De repente, cuando habíamos recorrido unas tres cuartas partes de la sala alejándonos de la escalera, dio media vuelta y echó a correr. Fue pasmoso, como ver un árbol corriendo.
También fue muy rápido. Desgarbado como era, cubría dos zancadas con cada paso, y llegó a la pared —donde por ventana había apenas una ranura, igual a aquella por donde había mirado Ossipago— mucho antes que yo.
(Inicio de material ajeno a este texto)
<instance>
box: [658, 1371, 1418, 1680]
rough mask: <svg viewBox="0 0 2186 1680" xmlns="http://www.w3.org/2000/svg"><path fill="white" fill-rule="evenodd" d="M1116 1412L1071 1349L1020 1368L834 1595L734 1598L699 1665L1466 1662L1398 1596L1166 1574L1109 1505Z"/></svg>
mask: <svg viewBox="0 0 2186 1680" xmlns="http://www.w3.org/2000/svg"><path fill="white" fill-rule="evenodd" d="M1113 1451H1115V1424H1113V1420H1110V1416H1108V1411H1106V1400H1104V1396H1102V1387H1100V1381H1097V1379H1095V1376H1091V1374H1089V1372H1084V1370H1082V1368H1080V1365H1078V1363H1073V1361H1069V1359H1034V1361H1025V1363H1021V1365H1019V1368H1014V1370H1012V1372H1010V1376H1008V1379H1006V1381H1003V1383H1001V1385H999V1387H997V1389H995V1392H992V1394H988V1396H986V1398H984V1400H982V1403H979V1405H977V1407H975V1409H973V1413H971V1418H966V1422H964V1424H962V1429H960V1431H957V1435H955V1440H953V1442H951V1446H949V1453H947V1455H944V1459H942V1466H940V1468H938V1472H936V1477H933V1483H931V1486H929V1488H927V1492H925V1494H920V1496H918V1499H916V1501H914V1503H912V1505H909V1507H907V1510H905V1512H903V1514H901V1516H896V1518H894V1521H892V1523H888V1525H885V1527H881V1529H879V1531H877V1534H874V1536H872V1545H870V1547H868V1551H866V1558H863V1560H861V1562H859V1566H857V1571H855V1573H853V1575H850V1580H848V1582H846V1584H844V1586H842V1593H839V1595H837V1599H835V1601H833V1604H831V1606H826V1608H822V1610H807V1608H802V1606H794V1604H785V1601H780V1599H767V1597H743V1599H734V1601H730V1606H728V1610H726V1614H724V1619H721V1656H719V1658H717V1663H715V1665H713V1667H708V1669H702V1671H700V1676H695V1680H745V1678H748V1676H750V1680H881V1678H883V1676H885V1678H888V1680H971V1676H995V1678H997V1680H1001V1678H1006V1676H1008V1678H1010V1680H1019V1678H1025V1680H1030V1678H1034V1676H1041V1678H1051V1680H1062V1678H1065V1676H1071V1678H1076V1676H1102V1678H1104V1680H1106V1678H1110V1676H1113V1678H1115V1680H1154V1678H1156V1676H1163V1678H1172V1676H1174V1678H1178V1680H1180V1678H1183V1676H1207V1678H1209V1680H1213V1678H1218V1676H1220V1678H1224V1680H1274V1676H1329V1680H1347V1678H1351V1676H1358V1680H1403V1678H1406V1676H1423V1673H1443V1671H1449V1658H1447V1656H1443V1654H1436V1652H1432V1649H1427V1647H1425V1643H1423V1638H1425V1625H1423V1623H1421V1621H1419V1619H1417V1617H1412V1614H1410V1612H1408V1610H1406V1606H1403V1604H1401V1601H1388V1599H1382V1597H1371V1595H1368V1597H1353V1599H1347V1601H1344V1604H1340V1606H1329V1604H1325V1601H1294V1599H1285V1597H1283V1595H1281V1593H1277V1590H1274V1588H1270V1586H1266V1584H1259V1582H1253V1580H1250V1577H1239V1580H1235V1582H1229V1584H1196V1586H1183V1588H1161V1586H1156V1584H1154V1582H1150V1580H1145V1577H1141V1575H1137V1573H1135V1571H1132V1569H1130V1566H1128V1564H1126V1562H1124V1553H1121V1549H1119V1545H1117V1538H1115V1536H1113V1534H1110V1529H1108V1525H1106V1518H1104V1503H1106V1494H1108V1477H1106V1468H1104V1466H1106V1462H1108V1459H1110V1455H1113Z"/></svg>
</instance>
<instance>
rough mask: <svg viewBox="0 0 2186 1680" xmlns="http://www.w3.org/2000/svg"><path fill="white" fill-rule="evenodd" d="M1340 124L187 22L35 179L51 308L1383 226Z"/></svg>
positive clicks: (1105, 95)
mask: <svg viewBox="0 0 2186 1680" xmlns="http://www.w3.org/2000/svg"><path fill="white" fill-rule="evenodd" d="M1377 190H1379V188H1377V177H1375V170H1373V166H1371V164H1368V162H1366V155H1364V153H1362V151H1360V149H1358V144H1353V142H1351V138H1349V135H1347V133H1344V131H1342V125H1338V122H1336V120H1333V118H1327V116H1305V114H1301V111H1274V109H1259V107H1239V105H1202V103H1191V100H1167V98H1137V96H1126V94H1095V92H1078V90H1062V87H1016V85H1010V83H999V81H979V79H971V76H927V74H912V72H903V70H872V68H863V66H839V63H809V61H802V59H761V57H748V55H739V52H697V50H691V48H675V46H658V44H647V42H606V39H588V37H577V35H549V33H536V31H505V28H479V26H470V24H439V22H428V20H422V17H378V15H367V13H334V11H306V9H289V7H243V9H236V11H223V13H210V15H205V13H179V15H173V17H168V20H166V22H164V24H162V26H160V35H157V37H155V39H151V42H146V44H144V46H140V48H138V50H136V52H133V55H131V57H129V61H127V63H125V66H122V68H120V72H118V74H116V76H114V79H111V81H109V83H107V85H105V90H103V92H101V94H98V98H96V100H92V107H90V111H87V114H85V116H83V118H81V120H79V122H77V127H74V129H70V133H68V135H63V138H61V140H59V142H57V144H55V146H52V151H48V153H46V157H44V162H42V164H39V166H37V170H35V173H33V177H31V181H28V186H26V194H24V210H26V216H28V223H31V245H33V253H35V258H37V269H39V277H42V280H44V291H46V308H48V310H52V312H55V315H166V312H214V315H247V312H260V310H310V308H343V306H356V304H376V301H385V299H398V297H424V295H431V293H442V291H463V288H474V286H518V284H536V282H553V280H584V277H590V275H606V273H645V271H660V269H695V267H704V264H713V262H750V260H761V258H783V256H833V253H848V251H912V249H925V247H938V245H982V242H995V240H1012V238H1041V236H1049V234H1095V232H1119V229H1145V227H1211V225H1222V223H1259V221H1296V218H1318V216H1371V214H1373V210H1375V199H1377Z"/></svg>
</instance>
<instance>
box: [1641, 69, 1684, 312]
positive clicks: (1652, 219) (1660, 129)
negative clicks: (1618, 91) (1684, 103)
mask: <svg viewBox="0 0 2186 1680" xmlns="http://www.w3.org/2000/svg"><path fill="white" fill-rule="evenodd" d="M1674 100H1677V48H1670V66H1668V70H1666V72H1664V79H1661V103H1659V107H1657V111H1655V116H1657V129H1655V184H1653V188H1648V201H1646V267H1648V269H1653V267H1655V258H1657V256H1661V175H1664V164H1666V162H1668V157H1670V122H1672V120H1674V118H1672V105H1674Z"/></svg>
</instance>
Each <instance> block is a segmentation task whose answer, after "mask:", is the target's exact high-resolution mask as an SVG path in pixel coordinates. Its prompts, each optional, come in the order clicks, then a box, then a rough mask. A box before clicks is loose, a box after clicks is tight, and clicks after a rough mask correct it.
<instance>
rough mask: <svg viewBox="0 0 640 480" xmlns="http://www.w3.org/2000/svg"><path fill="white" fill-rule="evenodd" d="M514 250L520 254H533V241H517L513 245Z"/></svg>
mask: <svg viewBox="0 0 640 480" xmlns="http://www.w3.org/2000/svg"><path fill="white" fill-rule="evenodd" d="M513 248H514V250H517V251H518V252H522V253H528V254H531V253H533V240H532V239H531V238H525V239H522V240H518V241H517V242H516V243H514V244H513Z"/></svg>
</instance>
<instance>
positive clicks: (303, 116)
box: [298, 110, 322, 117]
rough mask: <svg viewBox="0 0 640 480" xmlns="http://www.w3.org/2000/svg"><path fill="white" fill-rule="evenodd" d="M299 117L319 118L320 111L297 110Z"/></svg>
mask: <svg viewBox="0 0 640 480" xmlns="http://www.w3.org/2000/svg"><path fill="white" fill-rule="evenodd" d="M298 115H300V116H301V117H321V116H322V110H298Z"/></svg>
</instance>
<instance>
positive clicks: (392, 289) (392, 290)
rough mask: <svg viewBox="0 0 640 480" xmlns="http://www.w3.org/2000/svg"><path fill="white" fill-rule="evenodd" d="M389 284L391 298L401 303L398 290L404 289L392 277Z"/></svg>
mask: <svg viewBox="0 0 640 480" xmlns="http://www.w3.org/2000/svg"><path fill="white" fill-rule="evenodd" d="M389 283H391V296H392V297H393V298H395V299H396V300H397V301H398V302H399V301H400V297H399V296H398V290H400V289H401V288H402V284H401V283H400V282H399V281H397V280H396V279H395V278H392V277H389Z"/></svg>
Por un instante no entendí qué se proponía. El ventanuco era demasiado angosto para su cuerpo. Hundió en él las dos grandes manos, y oí un ruido de piedra molida contra piedra.
Justo a tiempo adiviné, y me las arreglé para retroceder unos pasos. Un momento después él sostenía un mojado bloque de piedra, sacado del muro. Lo alzó por encima de su cabeza y me lo tiró.
Mientras yo lo esquivaba de un salto, arrancó otro, y luego otro más. Al tercero tuve que rodar desesperadamente, aferrando todavía la espada, para evitar el cuarto, y las piedras empezaron a llegar más y más rápido mientras la falta de las anteriores iba debilitando la estructura del muro. Por la más pura casualidad, al rodar me acerqué a un pequeño cofre que había en el suelo, un objeto no más grande que el que utilizaría un ama de casa modesta para guardar sus anillos.